Monsieur Orgon. - Allons, allons, il n'est pas question de tout cela. Tiens, ma chère enfant, tu sais combien je t'aime. Dorante vient pour t'épouser; dans le dernier voyage que je fis en province, j'arrêtai ce mariage-là avec son père, qui est mon intime et mon ancien ami; mais ce fut à condition que vous vous plairiez à tous deux, et que vous auriez entière liberté de vous expliquer là-dessus; je te défends toute complaisance à mon égard: si Dorante ne te convient point, tu n'as qu'à le dire, et il repart; si tu ne lui convenais pas, il repart de même.

Lisette. - Un duo de tendresse en décidera, comme à l'Opéra: Vous me voulez, je vous veux, vite un notaire; ou bien: M'aimez-vous? non; ni moi non plus, vite à cheval.

Monsieur Orgon. - Pour moi, je n'ai jamais vu Dorante, il était absent quand j'étais chez son père; mais sur tout le bien qu'on m'en a dit, je ne saurais craindre que vous vous remerciiez ni l'un ni l'autre.

Silvia. - Je suis pénétrée de vos bontés, mon père, vous me défendez toute complaisance, et je vous obéirai.

Monsieur Orgon. - Je te l'ordonne.

Silvia. - Mais si j'osais, je vous proposerais, sur une idée qui me vient, de m'accorder une grâce qui me tranquilliserait tout à fait.

Monsieur Orgon. - Parle, si la chose est faisable je te l'accorde.

Silvia. - Elle est très faisable; mais je crains que ce ne soit abuser de vos bontés.

Monsieur Orgon. - Eh bien, abuse, va, dans ce monde, il faut être un peu trop bon pour l'être assez.

Lisette. - Il n'y a que le meilleur de tous les hommes qui puisse dire cela.

Monsieur Orgon. - Explique-toi, ma fille.

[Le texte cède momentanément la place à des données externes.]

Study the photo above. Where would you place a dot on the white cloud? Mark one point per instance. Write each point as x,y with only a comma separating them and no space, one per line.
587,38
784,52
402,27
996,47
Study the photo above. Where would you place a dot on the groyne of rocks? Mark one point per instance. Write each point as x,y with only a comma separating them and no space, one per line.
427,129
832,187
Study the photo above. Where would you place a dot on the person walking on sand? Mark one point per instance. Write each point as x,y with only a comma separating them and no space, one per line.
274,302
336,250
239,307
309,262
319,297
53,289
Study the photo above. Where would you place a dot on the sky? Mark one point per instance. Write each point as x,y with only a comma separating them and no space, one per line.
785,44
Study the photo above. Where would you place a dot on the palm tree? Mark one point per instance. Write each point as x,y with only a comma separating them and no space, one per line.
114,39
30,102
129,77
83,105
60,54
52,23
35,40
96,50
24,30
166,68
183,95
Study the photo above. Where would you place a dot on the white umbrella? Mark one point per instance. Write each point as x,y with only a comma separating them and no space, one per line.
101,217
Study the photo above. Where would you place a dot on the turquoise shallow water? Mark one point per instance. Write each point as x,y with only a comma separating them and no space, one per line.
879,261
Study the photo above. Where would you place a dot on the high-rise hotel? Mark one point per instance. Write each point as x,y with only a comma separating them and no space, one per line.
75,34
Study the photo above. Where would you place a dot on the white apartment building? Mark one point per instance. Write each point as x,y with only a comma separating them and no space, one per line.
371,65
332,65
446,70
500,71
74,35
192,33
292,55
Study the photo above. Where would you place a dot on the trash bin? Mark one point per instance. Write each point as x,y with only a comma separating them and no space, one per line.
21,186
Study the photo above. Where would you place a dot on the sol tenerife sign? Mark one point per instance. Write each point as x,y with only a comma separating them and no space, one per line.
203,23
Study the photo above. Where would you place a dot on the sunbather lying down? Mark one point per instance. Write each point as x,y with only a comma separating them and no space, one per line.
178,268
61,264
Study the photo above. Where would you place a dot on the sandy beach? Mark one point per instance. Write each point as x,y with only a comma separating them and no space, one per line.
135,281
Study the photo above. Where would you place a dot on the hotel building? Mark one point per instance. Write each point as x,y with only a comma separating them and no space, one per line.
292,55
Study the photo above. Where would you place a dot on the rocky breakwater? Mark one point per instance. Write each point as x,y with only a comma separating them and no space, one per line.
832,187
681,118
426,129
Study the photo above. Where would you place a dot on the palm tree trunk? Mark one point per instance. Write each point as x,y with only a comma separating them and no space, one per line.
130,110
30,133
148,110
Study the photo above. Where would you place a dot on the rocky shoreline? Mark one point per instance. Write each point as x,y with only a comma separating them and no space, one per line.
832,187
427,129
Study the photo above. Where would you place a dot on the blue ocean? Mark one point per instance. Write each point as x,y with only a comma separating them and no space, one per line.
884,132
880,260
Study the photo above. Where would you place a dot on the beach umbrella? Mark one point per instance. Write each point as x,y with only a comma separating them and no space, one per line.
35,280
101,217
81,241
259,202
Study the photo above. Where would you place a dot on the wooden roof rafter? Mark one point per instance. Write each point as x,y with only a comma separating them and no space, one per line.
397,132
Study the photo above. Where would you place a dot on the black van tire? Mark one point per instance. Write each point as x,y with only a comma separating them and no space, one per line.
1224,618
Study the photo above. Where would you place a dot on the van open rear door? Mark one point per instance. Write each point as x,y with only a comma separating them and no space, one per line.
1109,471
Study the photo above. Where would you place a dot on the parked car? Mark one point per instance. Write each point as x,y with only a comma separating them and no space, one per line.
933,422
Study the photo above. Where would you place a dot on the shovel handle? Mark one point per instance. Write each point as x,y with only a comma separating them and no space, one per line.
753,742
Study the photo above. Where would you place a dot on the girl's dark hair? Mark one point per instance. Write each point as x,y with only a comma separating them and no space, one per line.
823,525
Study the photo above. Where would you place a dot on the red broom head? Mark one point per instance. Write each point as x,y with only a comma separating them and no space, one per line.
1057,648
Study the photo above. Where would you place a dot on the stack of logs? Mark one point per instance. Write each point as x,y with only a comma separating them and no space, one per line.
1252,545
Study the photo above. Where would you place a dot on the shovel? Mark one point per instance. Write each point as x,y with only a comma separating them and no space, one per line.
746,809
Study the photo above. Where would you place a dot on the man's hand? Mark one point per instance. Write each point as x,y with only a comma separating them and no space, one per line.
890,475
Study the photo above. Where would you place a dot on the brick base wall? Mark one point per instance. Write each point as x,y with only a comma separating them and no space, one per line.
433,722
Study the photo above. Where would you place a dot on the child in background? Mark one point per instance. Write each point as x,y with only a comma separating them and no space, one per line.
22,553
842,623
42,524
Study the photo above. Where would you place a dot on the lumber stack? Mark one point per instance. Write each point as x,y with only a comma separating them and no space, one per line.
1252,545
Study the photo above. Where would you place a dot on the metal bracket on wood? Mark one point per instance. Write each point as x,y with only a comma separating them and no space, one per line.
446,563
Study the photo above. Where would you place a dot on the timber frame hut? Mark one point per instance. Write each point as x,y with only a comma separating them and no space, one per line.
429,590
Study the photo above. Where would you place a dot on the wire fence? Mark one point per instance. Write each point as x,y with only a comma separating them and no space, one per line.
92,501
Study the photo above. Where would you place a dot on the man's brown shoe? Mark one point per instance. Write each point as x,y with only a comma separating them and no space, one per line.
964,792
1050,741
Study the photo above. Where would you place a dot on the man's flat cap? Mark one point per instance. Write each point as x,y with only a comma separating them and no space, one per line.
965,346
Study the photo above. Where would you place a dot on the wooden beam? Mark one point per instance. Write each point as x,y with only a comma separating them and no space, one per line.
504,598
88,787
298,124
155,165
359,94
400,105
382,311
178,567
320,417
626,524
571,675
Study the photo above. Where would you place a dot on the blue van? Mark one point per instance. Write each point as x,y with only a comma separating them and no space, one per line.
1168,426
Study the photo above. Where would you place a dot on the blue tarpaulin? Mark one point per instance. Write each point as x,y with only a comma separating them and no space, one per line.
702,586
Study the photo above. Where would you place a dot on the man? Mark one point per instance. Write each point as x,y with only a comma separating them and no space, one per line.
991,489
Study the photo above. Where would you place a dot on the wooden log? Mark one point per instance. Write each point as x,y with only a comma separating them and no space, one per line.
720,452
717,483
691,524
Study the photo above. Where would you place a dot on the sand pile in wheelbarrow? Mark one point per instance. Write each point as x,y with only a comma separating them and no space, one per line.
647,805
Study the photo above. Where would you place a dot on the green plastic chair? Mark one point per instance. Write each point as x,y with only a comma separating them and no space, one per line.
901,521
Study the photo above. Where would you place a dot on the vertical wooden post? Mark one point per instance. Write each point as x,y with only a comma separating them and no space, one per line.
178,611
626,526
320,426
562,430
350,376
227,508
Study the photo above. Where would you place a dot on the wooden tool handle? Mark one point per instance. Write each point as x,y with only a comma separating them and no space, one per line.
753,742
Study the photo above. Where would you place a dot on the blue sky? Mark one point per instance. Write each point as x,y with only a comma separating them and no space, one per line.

Silvia. - Dorante arrive ici aujourd'hui; si je pouvais le voir, l'examiner un peu sans qu'il me connût; Lisette a de l'esprit, Monsieur, elle pourrait prendre ma place pour un peu de temps, et je prendrais la sienne.

Monsieur Orgon, à part. - Son idée est plaisante. (Haut.) Laisse-moi rêver un peu à ce que tu me dis là. (A part.) Si je la laisse faire, il doit arriver quelque chose de bien singulier, elle ne s'y attend pas elle-même… (Haut.) Soit, ma fille, je te permets le déguisement. Es-tu bien sûre de soutenir le tien, Lisette ?

Lisette. - Moi, Monsieur, vous savez qui je suis, essayez de m'en conter, et manquez de respect, si vous l'osez; à cette contenance-ci, voilà un échantillon des bons airs avec lesquels je vous attends, qu'en dites-vous ? hem, retrouvez-vous Lisette ?

Monsieur Orgon. - Comment donc, je m'y trompe actuellement moi-même; mais il n'y a point de temps à perdre, va t'ajuster suivant ton rôle, Dorante peut nous surprendre. Hâtez-vous, et qu'on donne le mot à toute la maison.

Silvia. - Il ne me faut presque qu'un tablier.

Lisette. - Et moi je vais à ma toilette, venez m'y coiffer, Lisette, pour vous accoutumer à vos fonctions; un peu d'attention à votre service, s'il vous plaît.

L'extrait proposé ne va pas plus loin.